Can I steal that? Great description.
There's a wild and whacky musical world out beyond the confines of the silos we lock ourselves into sometimes. It takes work to listen to some of it but it's a great way to grow your ears and get new ideas.
RIP Cecil Taylor who just passed. Took me a while to get my ears into this on first listen too!

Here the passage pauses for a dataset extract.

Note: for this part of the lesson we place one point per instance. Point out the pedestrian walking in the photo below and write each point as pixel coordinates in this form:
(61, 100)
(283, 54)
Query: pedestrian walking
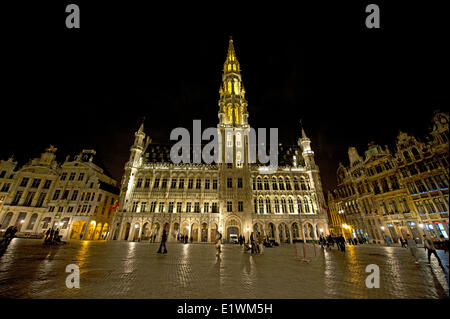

"That could also just be some pointy-headed musical bs I'm using to cover up my inability to come up with catchy repeatable hooks, but that's my story and I'm sticking to it." sez Komuso
Here is where I first heard a simmering musical stew of new sounds in which the heat slowly increased until the simmering was in danger of boiling when - just in time - Miles shows up with a catchy repeatable hook and takes the pot off the stove. Then, he puts it back on the stove and the whole process starts over again and again....
Perhaps this might give you some inspiration for creating a line that floats above the shimmering colors?
@Octafish Hey thanks! I guess that's why Trance Blues is named that way too;-)
It's interesting you mention that though. There are a few people researching non-pharma induced trance states via music directly (age-old music tradition that it is in religion/battle).